The Movie and Television Review and Classification Board (MTRCB) today said that the proposed measure to regulate content on Netflix and other international video-streaming services was meant to empower Filipino viewers.

The government agency yesterday asked senators to create a policy allowing them to regulate content on the said streaming services, which drew massive flak from Pinoys online.

Read: You too, Netflix: Filipino gov’t censors want video-streaming services regulated

“It’s not to curtail their freedom; it’s really actually to empower our viewers especially now that majority of people are working from home, they do home school. It’s to empower them,” MTRCB chair Rachel Arenas told ABS-CBN’s Teleradyo in English and Filipino.

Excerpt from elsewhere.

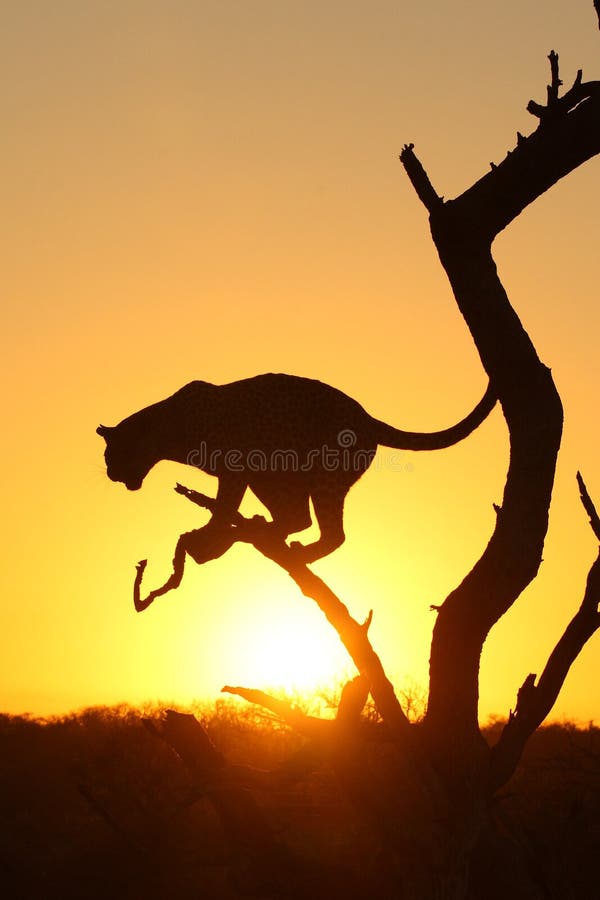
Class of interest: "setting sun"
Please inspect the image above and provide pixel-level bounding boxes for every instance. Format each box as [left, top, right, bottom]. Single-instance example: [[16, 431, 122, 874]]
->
[[225, 597, 353, 694]]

Arenas said the agency also encourages self-regulation and will rely on viewers’ reports. The official said that they are still in the process of crafting guidelines of the measure and assured the public that if the regulation is approved, it won’t be as strict as the one being implemented in South Korea.

“Culture differs in every country, [in South Korea] they review every material that comes out in Netflix that’s why [their content is] delayed for six months or even a year…for me, I just don’t want others to affix a negative connotation when they hear MTRCB. It’s like they feel angry instantly, MTRCB is different now, the times have changed,” Arenas added.

The MTRCB is mandated to review and classify moving pictures and television shows that are shown in the country as it sees fit for Pinoy viewers’ consumption.

Just last year, the censors’ board banned indie film Metamorphosis  from screening in major theaters due to graphic sex scenes, saying it was “unsuitable for public exhibition.” Many consider the blocking of the film —which humanizes an intersex character — infringing on freedom of expression.

Read: Getting free movie passes is not a right, MTRCB tells deputies

Several lawmakers including Senator Aquilino “Koko” Pimentel during the hearing yesterday was skeptical about the proposal saying crafting an “archaic” policy might “hold back technological progress.”

Meanwhile, Congressman Alan Peter Cayetano today said that a presidential decree which granted powers to the MTRCB in 1986 limited its scope to films, TV programs, and commercials for public exhibition.

“No Netflix stated there. Because this law was crafted before the commercial use of the internet – and that medium has since grown by leaps and bounds,” he said.

“This is the kind of bureaucratic thinking that gives government workers a bad name…MTRCB is focused on the outdated mindset of information regulation and censorship. What decade are you on?” he asked.

“Congress will give them a chance to explain how they came up with this ridiculous idea,” Cayetano said.